Who is included in the charge? The form names Greeks as part of the coordinated group alongside Jews.

Translation Effect

Supporting: The accusative plural supports rendering Greeks as part of the object group under the shared charge.

Where Caution Is Needed

The form names a people group in context and should not be isolated from the paired Jews and Greeks phrase. Masculine plural is grammatical and does not restrict the theological scope to males only.

Fallacies To Avoid

Masculine plural means only males: The grammatical gender belongs to the noun form and does not narrow Paul's universal argument to men only. case alone proves universality: The accusative role clarifies the coordinated wording; Romans 3 supplies the universal charge.

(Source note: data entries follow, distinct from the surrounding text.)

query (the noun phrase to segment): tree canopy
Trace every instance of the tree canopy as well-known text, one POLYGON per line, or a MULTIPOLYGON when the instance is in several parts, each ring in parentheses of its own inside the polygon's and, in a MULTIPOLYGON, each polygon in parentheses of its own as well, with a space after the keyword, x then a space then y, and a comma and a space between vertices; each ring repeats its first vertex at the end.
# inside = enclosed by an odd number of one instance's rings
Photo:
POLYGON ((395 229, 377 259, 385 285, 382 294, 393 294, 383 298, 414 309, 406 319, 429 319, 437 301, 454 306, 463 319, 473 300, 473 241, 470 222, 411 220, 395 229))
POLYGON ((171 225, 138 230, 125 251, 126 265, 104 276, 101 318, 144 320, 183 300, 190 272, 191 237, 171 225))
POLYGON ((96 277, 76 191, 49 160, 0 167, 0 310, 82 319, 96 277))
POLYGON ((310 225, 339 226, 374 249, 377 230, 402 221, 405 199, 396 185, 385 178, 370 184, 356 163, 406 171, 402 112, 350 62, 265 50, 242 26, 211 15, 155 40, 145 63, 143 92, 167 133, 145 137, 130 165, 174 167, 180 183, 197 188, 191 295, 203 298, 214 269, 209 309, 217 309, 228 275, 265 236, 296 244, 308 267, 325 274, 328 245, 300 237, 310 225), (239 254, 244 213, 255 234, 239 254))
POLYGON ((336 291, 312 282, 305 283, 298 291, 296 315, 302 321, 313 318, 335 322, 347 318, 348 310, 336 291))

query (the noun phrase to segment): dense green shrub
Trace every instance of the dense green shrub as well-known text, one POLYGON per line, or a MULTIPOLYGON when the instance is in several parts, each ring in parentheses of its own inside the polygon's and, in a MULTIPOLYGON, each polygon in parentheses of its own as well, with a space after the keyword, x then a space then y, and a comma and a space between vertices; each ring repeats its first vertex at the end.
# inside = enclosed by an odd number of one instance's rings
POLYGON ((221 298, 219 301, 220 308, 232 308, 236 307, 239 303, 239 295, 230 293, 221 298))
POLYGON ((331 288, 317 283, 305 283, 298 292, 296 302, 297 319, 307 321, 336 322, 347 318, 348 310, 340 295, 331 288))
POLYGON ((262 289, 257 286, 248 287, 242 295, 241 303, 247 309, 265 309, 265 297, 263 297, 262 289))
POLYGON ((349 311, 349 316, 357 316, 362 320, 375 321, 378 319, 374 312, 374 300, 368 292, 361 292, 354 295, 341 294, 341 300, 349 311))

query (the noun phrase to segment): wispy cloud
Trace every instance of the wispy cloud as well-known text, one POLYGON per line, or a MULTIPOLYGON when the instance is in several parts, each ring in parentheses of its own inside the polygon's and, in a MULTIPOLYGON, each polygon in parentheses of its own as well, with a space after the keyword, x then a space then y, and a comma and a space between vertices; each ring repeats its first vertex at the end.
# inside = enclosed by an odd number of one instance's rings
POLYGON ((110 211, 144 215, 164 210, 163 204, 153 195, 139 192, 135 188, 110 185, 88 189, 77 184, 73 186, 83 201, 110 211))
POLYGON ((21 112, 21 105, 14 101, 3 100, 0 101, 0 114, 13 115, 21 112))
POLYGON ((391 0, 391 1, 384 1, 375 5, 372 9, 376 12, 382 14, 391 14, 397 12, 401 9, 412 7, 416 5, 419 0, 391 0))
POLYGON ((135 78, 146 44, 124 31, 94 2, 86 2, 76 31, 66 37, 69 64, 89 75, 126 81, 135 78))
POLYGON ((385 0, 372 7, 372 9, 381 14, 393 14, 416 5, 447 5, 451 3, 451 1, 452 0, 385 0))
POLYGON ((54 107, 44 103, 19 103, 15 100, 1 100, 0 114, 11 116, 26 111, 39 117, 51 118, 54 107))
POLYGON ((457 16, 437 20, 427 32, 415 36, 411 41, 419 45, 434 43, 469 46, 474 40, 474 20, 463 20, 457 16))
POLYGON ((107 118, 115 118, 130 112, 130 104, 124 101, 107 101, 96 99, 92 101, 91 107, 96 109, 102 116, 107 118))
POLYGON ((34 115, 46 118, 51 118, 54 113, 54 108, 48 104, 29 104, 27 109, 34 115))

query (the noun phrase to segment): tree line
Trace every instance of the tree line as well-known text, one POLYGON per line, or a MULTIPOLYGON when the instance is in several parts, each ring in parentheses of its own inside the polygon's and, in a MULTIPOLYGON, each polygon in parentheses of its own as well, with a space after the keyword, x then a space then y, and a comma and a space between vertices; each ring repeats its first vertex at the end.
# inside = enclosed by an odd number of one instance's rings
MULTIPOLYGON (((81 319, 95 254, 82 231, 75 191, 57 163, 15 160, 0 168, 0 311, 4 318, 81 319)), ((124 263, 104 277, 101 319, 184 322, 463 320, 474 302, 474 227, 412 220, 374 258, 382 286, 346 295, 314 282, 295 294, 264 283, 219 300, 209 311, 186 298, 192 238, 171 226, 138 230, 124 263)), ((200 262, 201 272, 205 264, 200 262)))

How The Interpretation Is Derived

Textual Witness

The witness reads Ἰουδαίους τε καὶ Ἕλληνας πάντας ὑφ᾽ ἁμαρτίαν εἶναι, with Ἕλληνας in the accusative plural masculine form.

Lexical Identity

The lemma Ἕλλην means a Greek or Hellen, and by extension a Greek-speaking person, often a non-Jew in this context.

Grammar In Context

The form fits the paired accusative nouns and the universal qualifier, showing that the claim ranges over both people groups without making the grammar itself the point.

Passage Meaning

Paul is saying that Jews and Greeks alike are included in the statement of being under sin.

Canonical Fit

This wording matches Paul's larger argument that human guilt is not limited to one ethnic group but includes all people.

Communication Use

In teaching or translation, the form supports rendering the phrase naturally as a coordinated object, such as Jews and Greeks, without isolating the grammar from the argument.

Do Not Derive

Do not derive a claim that Greek identity is the main topic, that the form changes the lemma, or that grammatical gender carries a doctrinal meaning.